# Post your BF3 Specs and FPS



## Cloud (Nov 3, 2011)

I'm just wondering what other people are getting in the way of frames per second and what configuration opf PC and game setting you are all running?

I have the 870 2.9 ghz i7, 8 Gb ram and GTX 460.

I'm running in high setting with 2x AA at 1080p resolution and getting 55-60 fps. I don't think you need the AA at a high res on a 24" monitor.

I'd love to be able to play ultra but it looks so amazingly good anyway, I can't see it being much better.

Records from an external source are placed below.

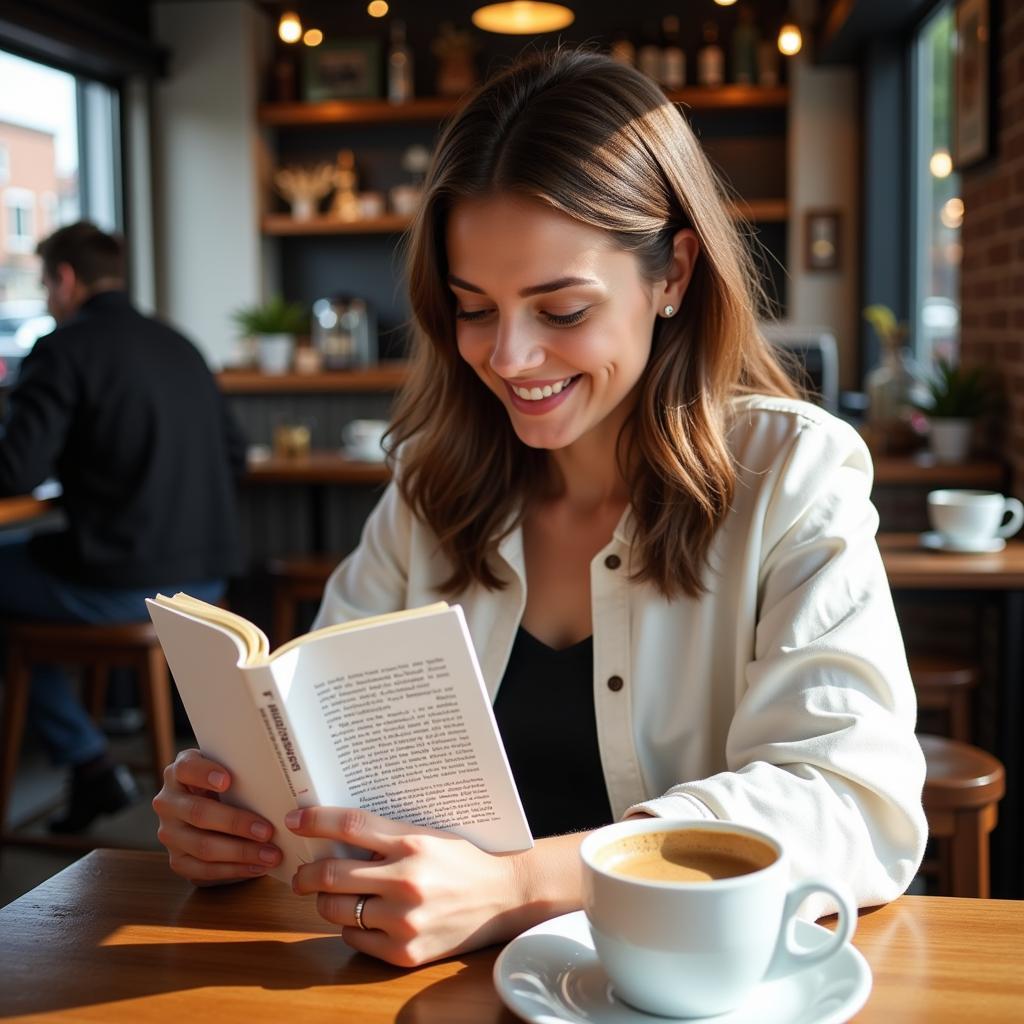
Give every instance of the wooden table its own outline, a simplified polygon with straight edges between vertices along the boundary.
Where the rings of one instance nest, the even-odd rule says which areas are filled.
[[[14,498],[0,498],[0,526],[31,522],[40,519],[51,508],[52,502],[41,501],[30,494]]]
[[[992,833],[992,892],[1024,898],[1024,541],[1008,541],[995,554],[964,555],[925,550],[915,533],[881,533],[878,546],[893,590],[988,593],[999,604],[998,714],[991,747],[1006,768],[1006,795]]]
[[[862,914],[854,944],[874,974],[859,1022],[1021,1019],[1024,903],[907,896]],[[512,1024],[497,954],[400,970],[270,879],[193,889],[163,854],[99,850],[0,910],[0,1016]]]
[[[383,484],[389,479],[383,462],[349,459],[340,451],[250,459],[244,477],[247,484]]]

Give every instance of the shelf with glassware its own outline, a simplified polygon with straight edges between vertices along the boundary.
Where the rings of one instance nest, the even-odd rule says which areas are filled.
[[[665,95],[673,103],[691,110],[778,110],[789,103],[789,89],[784,85],[691,86],[667,90]],[[277,128],[439,121],[453,113],[460,102],[449,96],[427,96],[404,103],[387,100],[262,103],[258,119],[261,124]]]
[[[782,223],[789,217],[785,199],[752,199],[733,203],[733,216],[758,224]],[[343,221],[336,217],[314,216],[305,219],[287,213],[270,213],[263,217],[265,235],[386,235],[400,234],[412,224],[412,217],[386,214],[365,220]]]

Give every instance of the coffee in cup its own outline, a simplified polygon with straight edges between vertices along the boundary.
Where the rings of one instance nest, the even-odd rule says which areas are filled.
[[[580,856],[594,949],[615,994],[646,1013],[725,1013],[760,982],[829,960],[856,927],[844,887],[791,885],[782,843],[734,822],[618,822],[587,836]],[[792,920],[818,892],[839,908],[836,931],[791,948]]]
[[[949,544],[979,547],[1012,537],[1024,525],[1024,505],[993,491],[932,491],[928,520]]]
[[[602,847],[598,867],[625,878],[656,882],[710,882],[760,871],[775,849],[741,832],[676,829],[640,832]]]

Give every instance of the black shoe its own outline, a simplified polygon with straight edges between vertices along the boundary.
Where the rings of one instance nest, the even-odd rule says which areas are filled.
[[[139,788],[123,764],[112,764],[71,783],[71,800],[64,815],[49,823],[51,832],[84,832],[101,814],[115,814],[139,799]]]

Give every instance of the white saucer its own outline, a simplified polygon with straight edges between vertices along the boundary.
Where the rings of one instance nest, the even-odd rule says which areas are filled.
[[[991,555],[996,551],[1002,551],[1006,547],[1006,541],[1002,537],[992,537],[989,540],[962,544],[944,537],[941,533],[933,532],[921,534],[921,547],[930,551],[949,551],[961,555]]]
[[[831,932],[797,921],[794,938],[813,949]],[[612,992],[582,910],[523,932],[494,964],[502,1002],[531,1024],[671,1024],[620,1002]],[[760,984],[746,1001],[716,1017],[688,1017],[683,1024],[841,1024],[867,1001],[871,968],[852,946],[827,963]]]

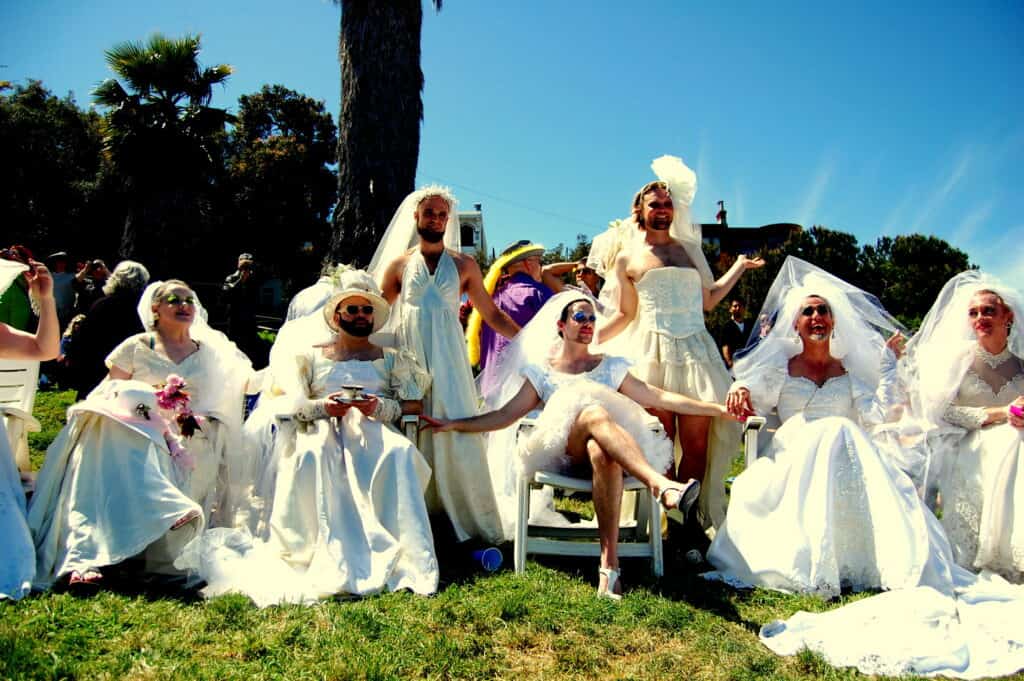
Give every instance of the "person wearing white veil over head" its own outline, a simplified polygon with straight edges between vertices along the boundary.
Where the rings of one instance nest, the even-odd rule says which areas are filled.
[[[271,350],[281,393],[264,392],[258,411],[284,418],[262,429],[271,458],[254,478],[257,522],[205,532],[176,563],[206,582],[204,596],[265,607],[437,589],[430,468],[394,428],[420,409],[430,376],[407,350],[370,341],[389,306],[369,274],[343,271],[338,289]]]
[[[886,593],[766,624],[761,641],[866,674],[960,678],[1024,666],[1024,589],[959,568],[939,521],[870,435],[898,412],[899,324],[877,299],[790,257],[762,312],[775,323],[736,361],[730,408],[775,407],[771,457],[733,483],[709,578],[823,597]],[[834,335],[833,335],[834,334]]]
[[[602,300],[614,308],[598,329],[598,341],[602,350],[634,360],[633,373],[651,385],[722,402],[729,373],[704,326],[703,311],[764,261],[740,255],[714,280],[701,250],[700,227],[690,220],[696,175],[674,156],[655,159],[651,168],[659,179],[636,193],[632,217],[595,239],[605,253],[595,253],[593,260],[611,260],[611,271],[598,273],[606,276]],[[682,458],[676,478],[702,481],[701,524],[717,527],[725,517],[725,476],[739,451],[739,427],[702,416],[657,415],[670,438],[678,434]]]
[[[465,293],[492,329],[519,332],[483,286],[476,260],[459,250],[455,197],[444,187],[425,187],[402,201],[368,268],[393,306],[385,332],[419,359],[433,376],[425,414],[459,418],[477,413],[477,392],[459,323]],[[491,488],[484,439],[478,434],[424,433],[423,455],[433,469],[427,506],[443,509],[456,537],[503,537]]]
[[[666,510],[683,515],[696,501],[700,482],[677,483],[664,475],[672,461],[672,443],[650,427],[654,419],[644,407],[659,407],[678,414],[733,418],[720,404],[692,400],[650,386],[629,373],[622,357],[590,352],[595,322],[593,297],[576,290],[548,300],[498,356],[497,395],[488,396],[494,409],[460,419],[424,420],[438,431],[491,434],[491,462],[518,454],[516,470],[506,471],[506,484],[514,488],[520,472],[572,469],[592,477],[594,510],[601,545],[598,595],[621,598],[618,536],[623,475],[642,481]],[[536,425],[522,438],[518,450],[512,442],[518,422],[542,407]],[[511,515],[511,495],[499,495],[503,511]],[[657,529],[655,531],[658,531]]]
[[[138,312],[149,331],[114,348],[107,379],[47,450],[28,515],[41,588],[99,583],[137,555],[147,572],[180,575],[173,562],[192,536],[234,524],[252,365],[183,281],[151,283]]]
[[[931,440],[930,467],[953,556],[965,568],[992,570],[1018,584],[1024,583],[1021,315],[1018,290],[984,272],[963,272],[946,283],[907,346],[916,406],[946,435]]]
[[[0,358],[53,359],[60,351],[60,329],[50,272],[35,260],[27,265],[0,260],[0,294],[22,276],[39,309],[39,326],[35,333],[26,333],[0,322]],[[25,491],[5,423],[5,415],[0,412],[0,546],[4,548],[0,557],[0,600],[17,600],[31,589],[36,558],[25,521]]]

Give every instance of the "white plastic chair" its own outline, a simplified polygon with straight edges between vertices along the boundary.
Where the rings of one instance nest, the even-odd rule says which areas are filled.
[[[763,416],[749,416],[743,424],[744,468],[750,468],[761,452],[757,451],[758,437],[768,420]]]
[[[517,438],[528,433],[533,425],[531,420],[523,419],[519,424]],[[652,428],[660,430],[661,424],[652,424]],[[531,553],[588,557],[601,555],[596,527],[548,527],[530,524],[530,491],[545,486],[572,492],[593,492],[590,478],[572,478],[546,471],[519,476],[513,561],[517,574],[526,570],[526,556]],[[623,487],[622,515],[631,516],[631,519],[625,524],[620,521],[619,556],[650,558],[651,572],[654,576],[660,577],[664,574],[661,503],[647,490],[646,485],[632,476],[624,480]]]
[[[28,434],[42,428],[32,416],[38,387],[38,361],[0,359],[0,414],[6,420],[14,462],[22,471],[31,470]]]

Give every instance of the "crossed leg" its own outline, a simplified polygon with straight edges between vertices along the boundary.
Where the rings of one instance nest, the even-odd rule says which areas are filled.
[[[594,514],[601,545],[601,567],[617,572],[623,473],[640,480],[659,497],[666,489],[678,485],[647,463],[633,436],[600,406],[589,406],[580,411],[569,430],[566,450],[573,463],[588,462],[593,471]],[[682,500],[680,493],[676,504]],[[606,580],[602,573],[599,591],[606,588]]]

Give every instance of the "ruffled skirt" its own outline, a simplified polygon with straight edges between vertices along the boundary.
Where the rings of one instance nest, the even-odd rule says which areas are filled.
[[[4,417],[0,415],[0,600],[17,600],[29,592],[36,572],[32,535],[25,522],[25,493],[14,453],[7,440]]]
[[[580,412],[587,407],[606,409],[612,421],[622,426],[640,446],[644,458],[656,471],[664,472],[672,464],[672,443],[665,437],[658,420],[625,395],[595,381],[579,381],[556,390],[528,435],[518,446],[520,470],[562,471],[569,467],[566,455],[569,431]]]

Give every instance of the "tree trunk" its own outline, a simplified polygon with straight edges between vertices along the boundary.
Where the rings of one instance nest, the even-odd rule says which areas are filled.
[[[341,2],[333,262],[369,264],[392,214],[414,189],[423,120],[421,2]]]

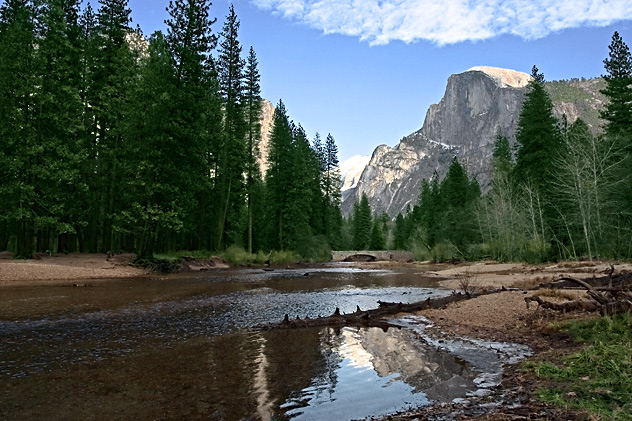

I'm very suprised they say my system is not good enough??? I'm pretty sure my old X2 Athlon 3000+ with x1950 pro would have run this in low and still looked really good.

How much difference do you think the deatil settings make? I think it looks amazing on low even.


----------



## ChrisFilter (Nov 3, 2011)

I have it on ultra at 1080p... couldn't tell you my FPS but it's perfect to the naked eye.

Core i5 sandybridge whatever it is
2GB 6870
8GB ram


----------



## Cloud (Nov 3, 2011)

ChrisFilter said:


> I have it on ultra at 1080p... couldn't tell you my FPS but it's perfect to the naked eye.
> 
> Core i5 sandybridge whatever it is
> 2GB 6870
> 8GB ram



Press the key above tab to get the console up then type help.

Dont know the command off the top of my head but it's in the list. Something like command drawfps 1


----------



## Cloud (Nov 4, 2011)

it's Render.DrawFps 1 in the console.

Tbh I'm running in medium now, it looks just as good. It's that HBSO that makes the most difference, turn it to SSAO. I honetly can't see much difference between medium and ultra.

I dunno I can run higher settings but I feel it plays better at the refresh.


----------



## revol68 (Nov 4, 2011)

I'm running a 6870 at 1080p with everything set to high. Gives me a nice rate of between 45-60. I think my q6600 @3.1ghz is a slight problem when things get really crazy on the massive maps, especially when there's a ton of destruction and other physics stuff going on, cos I get the odd drop to 28fps for a second or so when it's all went mental.

In the campaign I have it all up to Ultra and generally sit around 40-60.


----------



## revol68 (Nov 4, 2011)

also I think HBAO makes a considerable difference to how good the game looks.


----------



## grit (Nov 4, 2011)

1920 with everything on high, no idea of the FPS but no complaints.

Quad core 2.4 ghz AMD and a ATI 5770, machine was built about two years ago so I'm quite impressed with how it performs.


----------



## Cloud (Nov 4, 2011)

revol68 said:


> also I think HBAO makes a considerable difference to how good the game looks.









For the extra 15-20 fps I'd take the SSAO 

I dunno, I just think the refresh rate helps in close up combat. In theory anything over 30 fps should be fine but I seem to get more kills running as high as possible.

I think they have done a good job really, it looks very good on low, you don't lose much over the entire spectrum of settings.

I might install it on my sons quad core and HD3870, I reckon that will run it ok because it's a smaller monitor and resolution is 1680*1050. He wont buy it though, he's turned into an xbox live moron and he. ofc, wants MW and doesn't appreciate the more mature gameplay of BF3  lol

I have to keep this rig for two more years (on credit) so I hope this is going to cut it for a while. It's a bit bad when a rig is outdated in 9 months. This was top of the range at the time.


----------



## grit (Nov 4, 2011)

Cloud said:


> He wont buy it though, he's turned into an xbox live moron and he. ofc, wants MW and doesn't appreciate the more mature gameplay of BF3  lol



Disown him, no really, thats fucking appalling!


----------



## Cloud (Nov 4, 2011)

grit said:


> Disown him, no really, thats fucking appalling!



His Girlfriend has rank 15 prestige, thats sick

HIs xbox blew up the other night, MW always kills them. Luckily we have a spare.

I know one guy with 5 xboxes, crazy innit


----------